Recent research has unveiled TAX1BP1's interaction with calnexin (CANX) as a critical regulator of CD74 stability and consequently MHC-II antigen presentation . Studying this interaction pathway requires specific methodological considerations:

• Interaction Domain Mapping:

  • Use truncated TAX1BP1 constructs to identify the precise region interacting with CANX

  • Focus on the cytosolic tail of CANX, which has been demonstrated to interact with TAX1BP1

  • Employ peptide arrays or yeast two-hybrid assays to define minimal binding motifs

• Stabilization of Transient Interactions:

  • Implement crosslinking strategies before immunoprecipitation

  • Consider proximity-dependent labeling approaches (BioID, APEX)

  • Use appropriate lysis conditions that preserve membrane-associated complexes

• Three-Way Interaction Analysis:

  • Investigate whether TAX1BP1-CANX-CD74 form a ternary complex or compete for binding

  • Employ sequential immunoprecipitation (TAX1BP1 → CANX → CD74)
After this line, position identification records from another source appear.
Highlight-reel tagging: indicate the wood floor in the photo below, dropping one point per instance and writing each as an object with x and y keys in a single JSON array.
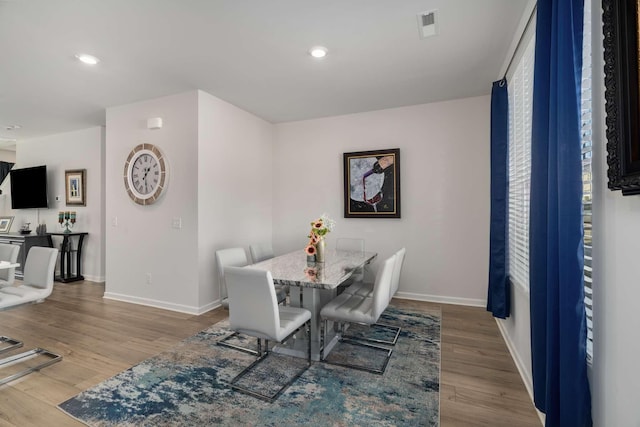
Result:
[{"x": 98, "y": 338}]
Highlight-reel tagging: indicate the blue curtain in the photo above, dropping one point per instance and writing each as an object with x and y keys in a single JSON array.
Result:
[
  {"x": 499, "y": 294},
  {"x": 558, "y": 320}
]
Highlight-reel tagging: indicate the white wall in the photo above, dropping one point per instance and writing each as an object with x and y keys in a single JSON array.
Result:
[
  {"x": 235, "y": 151},
  {"x": 8, "y": 156},
  {"x": 72, "y": 150},
  {"x": 142, "y": 241},
  {"x": 444, "y": 156},
  {"x": 219, "y": 186},
  {"x": 616, "y": 244}
]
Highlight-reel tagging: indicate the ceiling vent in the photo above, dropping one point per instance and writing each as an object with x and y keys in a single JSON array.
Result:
[{"x": 427, "y": 24}]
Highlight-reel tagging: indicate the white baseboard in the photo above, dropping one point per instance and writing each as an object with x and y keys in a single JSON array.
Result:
[
  {"x": 522, "y": 369},
  {"x": 163, "y": 304},
  {"x": 442, "y": 299},
  {"x": 90, "y": 278}
]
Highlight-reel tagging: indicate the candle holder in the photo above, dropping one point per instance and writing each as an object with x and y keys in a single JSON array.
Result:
[{"x": 67, "y": 220}]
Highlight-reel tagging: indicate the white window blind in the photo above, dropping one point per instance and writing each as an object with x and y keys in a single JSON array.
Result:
[
  {"x": 520, "y": 112},
  {"x": 586, "y": 121}
]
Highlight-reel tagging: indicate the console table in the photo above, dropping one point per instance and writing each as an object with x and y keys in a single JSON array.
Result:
[
  {"x": 25, "y": 241},
  {"x": 66, "y": 274}
]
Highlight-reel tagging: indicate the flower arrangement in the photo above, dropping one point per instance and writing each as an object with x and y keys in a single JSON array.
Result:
[{"x": 319, "y": 228}]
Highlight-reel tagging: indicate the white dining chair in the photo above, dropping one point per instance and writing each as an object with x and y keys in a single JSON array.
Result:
[
  {"x": 37, "y": 283},
  {"x": 8, "y": 252},
  {"x": 260, "y": 252},
  {"x": 234, "y": 257},
  {"x": 365, "y": 289},
  {"x": 350, "y": 308},
  {"x": 264, "y": 251},
  {"x": 254, "y": 311}
]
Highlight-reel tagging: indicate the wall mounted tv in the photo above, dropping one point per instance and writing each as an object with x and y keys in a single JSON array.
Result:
[{"x": 29, "y": 188}]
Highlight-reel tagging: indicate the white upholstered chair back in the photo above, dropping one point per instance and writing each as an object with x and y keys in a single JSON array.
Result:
[
  {"x": 382, "y": 287},
  {"x": 40, "y": 267},
  {"x": 8, "y": 252},
  {"x": 234, "y": 257},
  {"x": 261, "y": 252},
  {"x": 395, "y": 280},
  {"x": 253, "y": 306}
]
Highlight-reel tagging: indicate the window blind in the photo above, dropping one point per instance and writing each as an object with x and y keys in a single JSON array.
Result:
[
  {"x": 520, "y": 112},
  {"x": 586, "y": 127}
]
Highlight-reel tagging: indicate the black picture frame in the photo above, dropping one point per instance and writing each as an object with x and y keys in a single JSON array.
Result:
[
  {"x": 377, "y": 173},
  {"x": 620, "y": 30}
]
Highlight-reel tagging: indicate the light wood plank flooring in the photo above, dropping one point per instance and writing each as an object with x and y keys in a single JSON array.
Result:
[{"x": 98, "y": 338}]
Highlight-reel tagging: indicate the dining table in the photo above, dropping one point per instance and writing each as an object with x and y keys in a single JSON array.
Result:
[{"x": 312, "y": 285}]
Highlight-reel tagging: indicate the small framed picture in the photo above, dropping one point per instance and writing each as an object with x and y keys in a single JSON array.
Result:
[
  {"x": 75, "y": 187},
  {"x": 5, "y": 223}
]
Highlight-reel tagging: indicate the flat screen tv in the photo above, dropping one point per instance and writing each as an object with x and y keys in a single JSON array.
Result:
[{"x": 29, "y": 188}]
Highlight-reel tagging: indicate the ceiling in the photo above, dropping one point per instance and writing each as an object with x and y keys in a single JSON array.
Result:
[{"x": 251, "y": 53}]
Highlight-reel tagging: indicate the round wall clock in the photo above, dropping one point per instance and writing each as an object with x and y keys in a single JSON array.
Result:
[{"x": 145, "y": 174}]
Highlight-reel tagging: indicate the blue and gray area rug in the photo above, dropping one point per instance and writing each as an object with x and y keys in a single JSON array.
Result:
[{"x": 188, "y": 385}]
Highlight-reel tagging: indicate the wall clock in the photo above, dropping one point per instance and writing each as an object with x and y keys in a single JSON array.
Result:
[{"x": 145, "y": 174}]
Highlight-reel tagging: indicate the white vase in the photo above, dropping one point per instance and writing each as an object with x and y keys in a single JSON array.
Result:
[{"x": 320, "y": 246}]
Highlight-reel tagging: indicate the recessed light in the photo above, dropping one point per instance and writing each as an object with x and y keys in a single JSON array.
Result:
[
  {"x": 87, "y": 59},
  {"x": 318, "y": 52}
]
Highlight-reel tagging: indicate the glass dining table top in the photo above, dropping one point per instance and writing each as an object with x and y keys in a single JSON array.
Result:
[{"x": 294, "y": 269}]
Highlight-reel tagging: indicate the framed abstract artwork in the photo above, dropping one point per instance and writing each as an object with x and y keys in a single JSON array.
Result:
[
  {"x": 5, "y": 223},
  {"x": 75, "y": 187},
  {"x": 372, "y": 184}
]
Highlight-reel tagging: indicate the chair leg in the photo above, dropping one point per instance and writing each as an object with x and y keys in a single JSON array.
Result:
[
  {"x": 273, "y": 397},
  {"x": 366, "y": 368},
  {"x": 357, "y": 342},
  {"x": 392, "y": 342},
  {"x": 223, "y": 343}
]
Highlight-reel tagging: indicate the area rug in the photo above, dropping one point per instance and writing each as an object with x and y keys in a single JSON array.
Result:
[{"x": 188, "y": 385}]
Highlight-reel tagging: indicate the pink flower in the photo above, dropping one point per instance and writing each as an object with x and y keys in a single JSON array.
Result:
[{"x": 311, "y": 273}]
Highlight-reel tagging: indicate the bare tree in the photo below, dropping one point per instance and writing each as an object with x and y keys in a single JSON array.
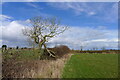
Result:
[{"x": 42, "y": 29}]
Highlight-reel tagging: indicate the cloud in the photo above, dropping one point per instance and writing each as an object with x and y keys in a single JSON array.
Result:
[
  {"x": 34, "y": 5},
  {"x": 100, "y": 11}
]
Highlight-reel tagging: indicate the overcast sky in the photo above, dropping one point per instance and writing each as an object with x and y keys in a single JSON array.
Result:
[{"x": 92, "y": 24}]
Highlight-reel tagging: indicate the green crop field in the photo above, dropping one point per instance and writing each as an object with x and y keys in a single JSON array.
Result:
[{"x": 91, "y": 66}]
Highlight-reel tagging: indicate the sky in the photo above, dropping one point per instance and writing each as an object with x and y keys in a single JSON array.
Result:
[{"x": 91, "y": 24}]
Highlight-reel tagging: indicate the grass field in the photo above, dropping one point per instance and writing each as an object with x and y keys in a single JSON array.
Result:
[{"x": 91, "y": 66}]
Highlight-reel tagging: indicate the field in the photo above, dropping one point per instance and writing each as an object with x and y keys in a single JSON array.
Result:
[
  {"x": 91, "y": 66},
  {"x": 26, "y": 64}
]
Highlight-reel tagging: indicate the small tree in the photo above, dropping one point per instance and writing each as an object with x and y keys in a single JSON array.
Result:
[
  {"x": 17, "y": 47},
  {"x": 43, "y": 29},
  {"x": 4, "y": 47}
]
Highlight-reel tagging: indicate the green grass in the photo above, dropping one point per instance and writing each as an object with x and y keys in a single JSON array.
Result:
[{"x": 91, "y": 66}]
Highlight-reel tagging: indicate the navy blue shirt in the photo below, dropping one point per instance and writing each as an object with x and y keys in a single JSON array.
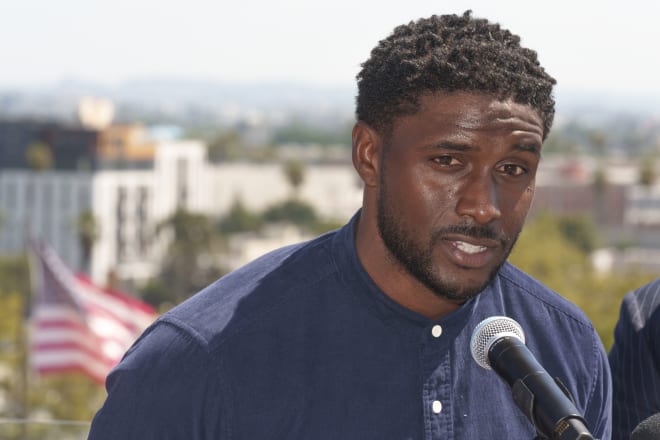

  • Conduct in vitro reconstitution with purified components

• CD74 Degradation Kinetics:

  • Implement pulse-chase experiments to measure CD74 half-life

  • Compare degradation rates in conditions with:

    • Normal TAX1BP1 levels

    • TAX1BP1 silencing

    • TAX1BP1 overexpression

    • CANX manipulation

• Visualization Strategy:

  • Use three-color immunofluorescence to simultaneously track TAX1BP1, CANX, and CD74

  • Employ super-resolution microscopy to resolve subcellular co-localization patterns

  • Implement live-cell imaging with fluorescently tagged proteins to track dynamic interactions

• Functional Readouts:

  • Measure MHC-II surface levels by flow cytometry

  • Assess presentation of model antigens to CD4+ T cells

  • Quantify the diversity and affinity of MHC-II-associated peptides by immunopeptidomics

This methodological framework enables detailed characterization of how TAX1BP1 influences CD74 stability through CANX interaction, providing insights into a previously unrecognized mechanism regulating MHC-II-restricted antigen presentation.